Para chegar a este triunfo, o peronismo renovado ou kirchnerismo ampliado, colocou como candidato a presidente um dirigente moderado (Alberto Fernández), que rompeu com Cristina Fernández em 2008 e se opôs às medidas que foram consideradas como mais “disruptivas” do kirchnerismo. Armou uma coalizão com os governadores conservadores do peronismo e até com Sergio Massa que co-governou com Macri durante estes quatro anos. Assim teceu uma impactante vitória tática, mas com um resultado imprevisível. Embora Cristina tenha tirado uma pessoa do seu rim pra colocar em um cargo chave – como o governo da província de Buenos Aires que Axel Kicillof conquistará se estes resultados se repetirem em outubro – a eventual aliança de Alberto Fernández com Sergio Massa (postulado como eventual presidente da Câmara de Deputados) e os governadores conservadores, pode constituir um eixo fundamental para negociar com o FMI e neutralizar toda reminiscência de “centro-esquerda” pela qual o kirchnerismo foi caracterizado.

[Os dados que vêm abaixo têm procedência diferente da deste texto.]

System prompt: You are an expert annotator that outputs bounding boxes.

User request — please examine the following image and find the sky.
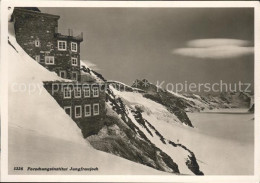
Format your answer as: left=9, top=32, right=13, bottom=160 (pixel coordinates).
left=40, top=8, right=254, bottom=92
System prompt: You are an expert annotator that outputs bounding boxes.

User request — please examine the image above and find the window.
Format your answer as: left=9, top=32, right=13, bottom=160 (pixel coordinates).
left=35, top=55, right=41, bottom=62
left=74, top=87, right=81, bottom=98
left=64, top=106, right=71, bottom=117
left=85, top=104, right=91, bottom=117
left=93, top=87, right=99, bottom=97
left=83, top=87, right=90, bottom=97
left=71, top=58, right=78, bottom=66
left=75, top=105, right=81, bottom=118
left=63, top=87, right=71, bottom=98
left=58, top=41, right=67, bottom=51
left=93, top=104, right=99, bottom=116
left=45, top=56, right=54, bottom=65
left=71, top=42, right=78, bottom=52
left=34, top=40, right=40, bottom=47
left=71, top=72, right=78, bottom=81
left=60, top=71, right=66, bottom=78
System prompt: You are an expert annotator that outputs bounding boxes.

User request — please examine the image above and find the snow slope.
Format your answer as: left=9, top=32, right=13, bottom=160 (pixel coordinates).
left=8, top=19, right=166, bottom=174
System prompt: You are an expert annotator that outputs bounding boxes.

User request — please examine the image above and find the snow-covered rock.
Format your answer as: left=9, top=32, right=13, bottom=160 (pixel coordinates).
left=8, top=19, right=168, bottom=175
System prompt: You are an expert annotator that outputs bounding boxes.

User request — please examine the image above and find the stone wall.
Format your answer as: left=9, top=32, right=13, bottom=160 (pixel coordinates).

Muitos comparam esta provável volta do peronismo como uma possibilidade de se repetir o processo iniciado em 2003, quando o peronismo se oficializou como “partido da contenção” de um país que havia estourado em 2001 e começou uma expansão baseada no trabalho sujo de ajustes realizado por Eduardo Duhalde, combinado com um vento a favor da economia mundial. A experiência de um peronismo de “centro-esquerda” foi diretamente proporcional a estas condições locais e internacionais. No presente, nem as condições da economia mundial nem a situação interna se assemelham. Um peronismo de centro mais conservador se postula mais como um “partido da ordem” para fazer cavalgar uma crise aguda.

Neste contexto, os resultados obtidos pela Frente de Esquerda Unidade, com a possibilidade de colocar novos deputados em outubro e com presença sustentada no país, são significativos para uma etapa provavelmente mais conflituosa, com luta de classes que marcará o próximo período.

Em resposta ao sonho eterno da “revolução da alegria”, o pesadelo de uma derrota catastrófica. Mas nada pode negar que do país governado pela crise e condicionado por um endividamento brutal se esperam tempos interessantes.